Regarding the potential benefits of RSV consumption in AD therapy, literature indicates that this phytochemical affects in a neuroprotective mode three pathophysiological mechanisms of the disease: it reduces i) the pathology caused by β-amyloid peptide [2630], ii) oxidative stress [31] and iii) neuroinflammation [3234]. It should be also noted that RSV modulates the expression of genes involved in cytoskeletal structure and vesicular traffic in soma, neuronal axon/ramifications and nerve terminals, including synaptic pruning, something that does not occur in heart or muscle [35]. Importantly, our results do not favor antioxidant actions due to RSV. It is unlikely that an antioxidant-behaving molecule mainly affects cytoskeleton structure and/or vesicular traffic and synaptic events.

Three of the four genes that were upregulated, Rab2a, Strap and Cpne3, and 6 down-regulated genes, Gfap, Ptprs, Dbn1, Timp2, Palm, Cacng7, do not appear interrelated in the constructed network.

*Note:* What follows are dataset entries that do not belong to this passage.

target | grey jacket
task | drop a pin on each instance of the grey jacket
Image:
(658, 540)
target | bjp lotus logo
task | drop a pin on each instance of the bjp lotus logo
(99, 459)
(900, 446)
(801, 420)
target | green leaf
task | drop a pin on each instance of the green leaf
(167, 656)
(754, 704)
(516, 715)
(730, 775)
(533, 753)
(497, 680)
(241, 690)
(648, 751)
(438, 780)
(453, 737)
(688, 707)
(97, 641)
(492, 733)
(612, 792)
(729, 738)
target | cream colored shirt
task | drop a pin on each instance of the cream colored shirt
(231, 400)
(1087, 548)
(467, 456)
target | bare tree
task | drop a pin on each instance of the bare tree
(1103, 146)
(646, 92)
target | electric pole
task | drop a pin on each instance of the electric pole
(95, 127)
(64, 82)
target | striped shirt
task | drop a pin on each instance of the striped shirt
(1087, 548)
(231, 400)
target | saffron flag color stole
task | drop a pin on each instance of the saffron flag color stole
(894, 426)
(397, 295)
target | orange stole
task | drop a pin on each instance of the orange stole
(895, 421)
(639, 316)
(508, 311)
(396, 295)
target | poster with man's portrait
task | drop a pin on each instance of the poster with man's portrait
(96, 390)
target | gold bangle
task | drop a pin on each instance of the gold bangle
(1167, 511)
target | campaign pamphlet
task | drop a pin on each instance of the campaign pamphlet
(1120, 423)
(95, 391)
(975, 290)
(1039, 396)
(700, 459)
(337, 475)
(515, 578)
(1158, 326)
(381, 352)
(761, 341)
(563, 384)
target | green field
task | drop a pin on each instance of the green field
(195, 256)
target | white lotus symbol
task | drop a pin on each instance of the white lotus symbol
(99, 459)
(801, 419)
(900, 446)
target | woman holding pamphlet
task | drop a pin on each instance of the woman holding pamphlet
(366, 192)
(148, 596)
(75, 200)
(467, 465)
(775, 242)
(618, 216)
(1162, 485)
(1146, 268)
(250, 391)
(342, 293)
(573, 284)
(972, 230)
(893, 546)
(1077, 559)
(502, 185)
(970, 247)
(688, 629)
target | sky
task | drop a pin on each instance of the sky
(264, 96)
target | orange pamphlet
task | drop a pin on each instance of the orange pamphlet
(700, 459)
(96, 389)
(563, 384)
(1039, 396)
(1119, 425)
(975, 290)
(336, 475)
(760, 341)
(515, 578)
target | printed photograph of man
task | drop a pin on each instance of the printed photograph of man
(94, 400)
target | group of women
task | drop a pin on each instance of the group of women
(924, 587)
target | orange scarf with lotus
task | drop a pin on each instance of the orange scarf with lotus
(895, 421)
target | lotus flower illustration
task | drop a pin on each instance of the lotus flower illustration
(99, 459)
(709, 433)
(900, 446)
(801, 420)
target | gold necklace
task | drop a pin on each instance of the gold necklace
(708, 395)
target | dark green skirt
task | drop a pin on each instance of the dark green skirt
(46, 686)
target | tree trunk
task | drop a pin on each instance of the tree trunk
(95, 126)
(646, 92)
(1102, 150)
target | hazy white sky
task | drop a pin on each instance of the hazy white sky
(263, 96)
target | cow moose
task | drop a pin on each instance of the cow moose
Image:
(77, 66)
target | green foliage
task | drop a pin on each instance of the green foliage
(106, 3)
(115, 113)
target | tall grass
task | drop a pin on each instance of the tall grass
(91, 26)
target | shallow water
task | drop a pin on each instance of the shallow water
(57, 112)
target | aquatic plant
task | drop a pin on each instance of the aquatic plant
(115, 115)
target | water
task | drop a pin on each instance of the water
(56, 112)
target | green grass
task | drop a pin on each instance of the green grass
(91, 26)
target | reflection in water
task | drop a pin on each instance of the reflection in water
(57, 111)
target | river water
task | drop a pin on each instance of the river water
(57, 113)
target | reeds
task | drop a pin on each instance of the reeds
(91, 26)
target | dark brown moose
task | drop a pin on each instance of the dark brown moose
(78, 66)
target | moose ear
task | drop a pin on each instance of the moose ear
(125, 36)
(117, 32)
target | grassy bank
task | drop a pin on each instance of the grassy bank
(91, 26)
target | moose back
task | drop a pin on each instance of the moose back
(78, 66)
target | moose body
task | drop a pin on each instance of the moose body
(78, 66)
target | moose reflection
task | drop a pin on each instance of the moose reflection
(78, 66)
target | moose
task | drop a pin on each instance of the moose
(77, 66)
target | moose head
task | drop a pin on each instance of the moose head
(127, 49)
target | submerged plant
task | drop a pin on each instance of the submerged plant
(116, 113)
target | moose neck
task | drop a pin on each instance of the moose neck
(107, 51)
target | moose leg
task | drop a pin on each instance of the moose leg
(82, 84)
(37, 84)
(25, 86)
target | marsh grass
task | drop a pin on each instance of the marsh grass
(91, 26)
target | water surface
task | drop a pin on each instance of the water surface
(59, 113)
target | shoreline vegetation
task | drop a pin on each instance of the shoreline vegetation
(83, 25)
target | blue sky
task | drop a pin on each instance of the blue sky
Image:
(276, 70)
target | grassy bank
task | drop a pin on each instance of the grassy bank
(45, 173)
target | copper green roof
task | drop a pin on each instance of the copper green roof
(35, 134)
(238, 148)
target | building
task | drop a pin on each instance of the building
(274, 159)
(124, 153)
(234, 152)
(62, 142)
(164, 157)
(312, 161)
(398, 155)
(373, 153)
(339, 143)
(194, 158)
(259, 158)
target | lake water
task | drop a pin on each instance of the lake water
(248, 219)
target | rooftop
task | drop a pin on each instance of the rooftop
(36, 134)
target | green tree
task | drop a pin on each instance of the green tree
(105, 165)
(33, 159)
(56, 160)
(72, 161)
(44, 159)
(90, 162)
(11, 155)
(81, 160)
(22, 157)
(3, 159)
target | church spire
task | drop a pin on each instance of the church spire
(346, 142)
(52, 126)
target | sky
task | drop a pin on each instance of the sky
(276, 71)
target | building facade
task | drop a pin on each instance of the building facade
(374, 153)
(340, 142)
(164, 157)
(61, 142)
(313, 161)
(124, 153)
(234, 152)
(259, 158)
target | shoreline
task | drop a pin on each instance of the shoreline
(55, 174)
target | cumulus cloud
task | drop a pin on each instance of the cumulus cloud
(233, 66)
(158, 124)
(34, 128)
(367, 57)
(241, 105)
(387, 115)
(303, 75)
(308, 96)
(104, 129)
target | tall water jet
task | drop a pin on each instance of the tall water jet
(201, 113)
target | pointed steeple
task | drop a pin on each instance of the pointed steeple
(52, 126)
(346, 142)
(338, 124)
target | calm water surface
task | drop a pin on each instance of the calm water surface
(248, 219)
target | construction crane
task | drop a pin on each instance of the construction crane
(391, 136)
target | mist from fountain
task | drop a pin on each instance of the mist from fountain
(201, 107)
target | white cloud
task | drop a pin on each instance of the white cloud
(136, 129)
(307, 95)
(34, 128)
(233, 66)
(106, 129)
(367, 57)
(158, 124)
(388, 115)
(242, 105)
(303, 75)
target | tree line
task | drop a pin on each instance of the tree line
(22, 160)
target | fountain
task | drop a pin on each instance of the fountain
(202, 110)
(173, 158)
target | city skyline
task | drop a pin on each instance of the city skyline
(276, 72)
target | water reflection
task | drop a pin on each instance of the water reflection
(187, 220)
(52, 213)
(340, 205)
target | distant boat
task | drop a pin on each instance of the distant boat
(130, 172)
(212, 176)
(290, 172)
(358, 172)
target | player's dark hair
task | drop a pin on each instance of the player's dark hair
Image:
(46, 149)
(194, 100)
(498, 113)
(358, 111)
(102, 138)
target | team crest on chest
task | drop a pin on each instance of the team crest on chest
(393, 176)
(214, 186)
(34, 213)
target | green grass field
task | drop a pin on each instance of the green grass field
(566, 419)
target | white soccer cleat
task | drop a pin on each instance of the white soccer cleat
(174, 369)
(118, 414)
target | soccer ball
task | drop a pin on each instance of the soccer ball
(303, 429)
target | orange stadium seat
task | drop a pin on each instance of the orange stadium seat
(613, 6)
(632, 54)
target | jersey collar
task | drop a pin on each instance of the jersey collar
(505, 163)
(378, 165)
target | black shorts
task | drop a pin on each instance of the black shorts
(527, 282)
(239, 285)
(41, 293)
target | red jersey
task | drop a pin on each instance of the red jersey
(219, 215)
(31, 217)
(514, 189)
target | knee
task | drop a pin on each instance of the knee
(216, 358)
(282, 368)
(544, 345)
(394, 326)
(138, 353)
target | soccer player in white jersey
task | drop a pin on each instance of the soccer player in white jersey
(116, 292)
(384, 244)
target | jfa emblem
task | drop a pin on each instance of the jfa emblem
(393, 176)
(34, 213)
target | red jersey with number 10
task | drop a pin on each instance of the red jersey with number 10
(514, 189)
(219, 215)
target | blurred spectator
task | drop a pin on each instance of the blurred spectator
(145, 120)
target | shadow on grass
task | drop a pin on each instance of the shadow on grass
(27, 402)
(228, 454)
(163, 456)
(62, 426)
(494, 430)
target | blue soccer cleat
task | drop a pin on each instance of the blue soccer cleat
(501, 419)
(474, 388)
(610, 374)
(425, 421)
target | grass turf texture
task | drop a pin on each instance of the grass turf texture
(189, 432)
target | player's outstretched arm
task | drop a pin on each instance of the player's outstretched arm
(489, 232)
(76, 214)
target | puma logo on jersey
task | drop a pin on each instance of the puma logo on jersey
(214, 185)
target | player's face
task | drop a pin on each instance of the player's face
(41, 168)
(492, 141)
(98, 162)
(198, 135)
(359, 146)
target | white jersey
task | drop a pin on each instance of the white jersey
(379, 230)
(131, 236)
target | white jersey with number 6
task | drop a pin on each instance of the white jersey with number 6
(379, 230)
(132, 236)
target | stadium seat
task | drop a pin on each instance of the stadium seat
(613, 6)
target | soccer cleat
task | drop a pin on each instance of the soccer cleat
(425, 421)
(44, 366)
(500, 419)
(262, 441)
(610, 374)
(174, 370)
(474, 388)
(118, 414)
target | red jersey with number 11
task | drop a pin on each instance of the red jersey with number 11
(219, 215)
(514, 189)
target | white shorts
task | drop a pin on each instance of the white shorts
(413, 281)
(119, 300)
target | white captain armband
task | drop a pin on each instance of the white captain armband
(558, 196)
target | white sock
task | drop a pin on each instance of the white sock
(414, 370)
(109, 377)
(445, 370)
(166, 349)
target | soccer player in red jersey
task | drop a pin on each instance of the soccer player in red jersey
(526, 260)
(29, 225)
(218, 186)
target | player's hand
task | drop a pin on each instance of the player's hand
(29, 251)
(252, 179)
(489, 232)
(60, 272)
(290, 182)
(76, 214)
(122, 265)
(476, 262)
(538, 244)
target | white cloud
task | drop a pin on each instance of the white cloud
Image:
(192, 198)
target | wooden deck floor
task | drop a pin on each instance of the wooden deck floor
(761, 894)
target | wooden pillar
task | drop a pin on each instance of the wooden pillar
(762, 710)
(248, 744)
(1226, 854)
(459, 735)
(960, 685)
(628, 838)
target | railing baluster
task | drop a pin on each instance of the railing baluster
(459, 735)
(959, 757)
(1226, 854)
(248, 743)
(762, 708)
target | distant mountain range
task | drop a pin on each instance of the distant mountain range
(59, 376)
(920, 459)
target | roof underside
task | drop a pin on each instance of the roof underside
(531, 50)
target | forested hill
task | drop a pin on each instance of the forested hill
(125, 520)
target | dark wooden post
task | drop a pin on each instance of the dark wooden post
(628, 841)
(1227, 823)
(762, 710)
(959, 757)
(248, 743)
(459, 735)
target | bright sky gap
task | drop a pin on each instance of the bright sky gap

The lack of connections among these genes may reflect underscoring glial genes due to the higher qualitative and quantitative research focused on neuronal genes. In fact, the lack of interconnections in the case of Gfap, whose product is the glial fibrillary acidic protein, i.e. a glial protein, together with the finding that Dnm1 is differentially expressed in C6 cells treated with the phytochemical (Fig 5), suggest that glia could have a significant role in mediating the effect of RSV. Furthermore, exosomes, which appear as important in brain glial-neuronal networks [36] may be produced by glia in a process in which some of the differentially expressed genes found in this study are involved. An example is copine 3, a product of Cpn3, that in our opinion deserves attention in the CNS for being ubiquitous and for its role as a calcium-dependent phospholipid-binding protein [37,38]. To our knowledge there are no studies on Cpn3 expression and function in neurons or glia.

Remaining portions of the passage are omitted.